New Inland Empire reps reflect on difficult first 60 days in Congress
After the 113th Congress’ historic gridlock over the past two years, legislators vowed this year that things would be different.
But as the recent near-shutdown of the Department of Homeland Security illustrated, things haven’t changed much, if at all.
Rep. Norma Torres, D-Ontario, one of the 70 new members of Congress this term, serves on the House of Representatives’ Homeland Security Committee, and noticed the partisanship weeks ago, shortly after the 114th Congress first convened, even when it came to a committee charged with keeping the country secure.
“It was a very stressful week,” she said Friday. “Having been a 9-1-1 dispatcher ... I (remember) how that money is being used.”
Ultimately, a funding bill that didn’t require rolling back President Barack Obama’s recent actions on immigration made its way through the House of Representatives, but the department came close to running out of money more than once.
Torres found her first go-round with Washington brinkmanship exhausting.
“For me, it created a stress level that I don’t think is good for anybody to have to deal with,” she said. “I hope my colleagues learned the big lesson there that this is no way to govern.”
Fellow freshman Rep. Pete Aguilar, D-Rancho Cucamonga, has a bit sunnier view of the Homeland Security fight and the deal that came out of it.

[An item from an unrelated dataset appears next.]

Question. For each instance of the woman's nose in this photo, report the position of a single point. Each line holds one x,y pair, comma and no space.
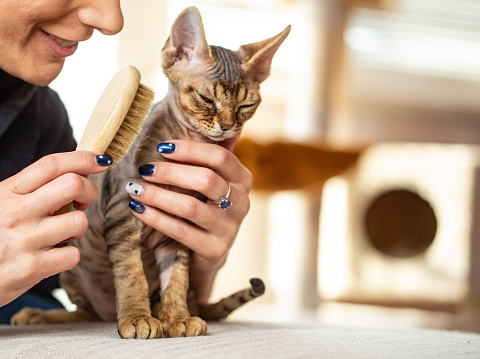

“I want to judge things based on results,” he said. “And while the DHS discussion was difficult, at the end of the day, we have a funded program, and we have a funded program — on a bipartisan vote — through the end of the year.”
The Inland Empire’s lone veteran member of Congress, Rep. Paul Cook, R-Apple Valley, is equally dismayed at how the 114th Congress’ first 60 days have gone.
“At least we’re not getting duels or caning one member after another,” Cook said. (In 1838, Jonathan Cilley, a congressman from Maine, was killed in a duel with a congressman from Kentucky.)
“You’ve got a lot of egos and a lot of personalities and this is a new Congress,” Cook said. “I wish we could hit the (ground) running, but we come from a lot of different backgrounds. It’s very, very frustrating.”
Torres said the constituents she’s met with since being back in the Inland Empire the past few days have urged her to work with her colleagues and get things done in Washington.
“Today was a perfect example,” she said Friday. “I had a legislative discussion with business leaders in our community, and every single one of them said. ‘What can we do to help the Inland Empire legislators work together and advance our interests?’”
All of the Inland Empire’s congressional delegation have agreed that working together is a good idea, she said, although they haven’t met yet.
Aguilar has heard the same message from his constituents:
“People want Washington to work and they expect me to carry forth that focus,” he said. “I think people understand how difficult and dysfunctional Washington can be.”
“Ironically, the Democrats are using the tactics that the Republicans used to use” when they were in the minority, Cook said. “I want to get these things done and, you know, I get upset with leadership that we go to the 11th hour, the 12th hour. ... At my age, I’m very impatient: ‘Let’s sit down and hammer it out.’ ... I’m still trying to figure out what’s going on” with the freshmen.
For now, Torres is enjoying her break from Washington and its brutal winter weather.
“I was so tired of wearing that coat,” Torres said. “I only have one coat; I haven’t been able to do the shopping and a lot of the stuff I need to do to be prepared for that kind of weather.”
Aguilar agrees about escaping the ice and snow.
“There’s nothing better than being a member from Southern California and coming back to this,” he said.
The father of two small boys, he’s tried to return home every weekend.
Despite the turmoil of recent weeks, Torres said she’ll be ready to go back to work when Congress returns on March 16 and she’s optimistic that things will be better after the Homeland Security showdown.
“My glass will always continue to be half full, otherwise I could not get on that plane to go back to DC,” she said.
Torres doesn’t believe a partisan divide means members of Congress can’t work together.
“I don’t see eye to eye with my husband on a daily basis,” she said, “but I’ve managed to stay married to him for 29 years.”
Still, the Homeland Security showdown started the 114th Congress off on a down note.
“This vote should have happened last December,” Torres said. “It shouldn’t have taken until March to have this vote. I don’t think it was a Democratic or Republican win. I think this was a black mark on our record.”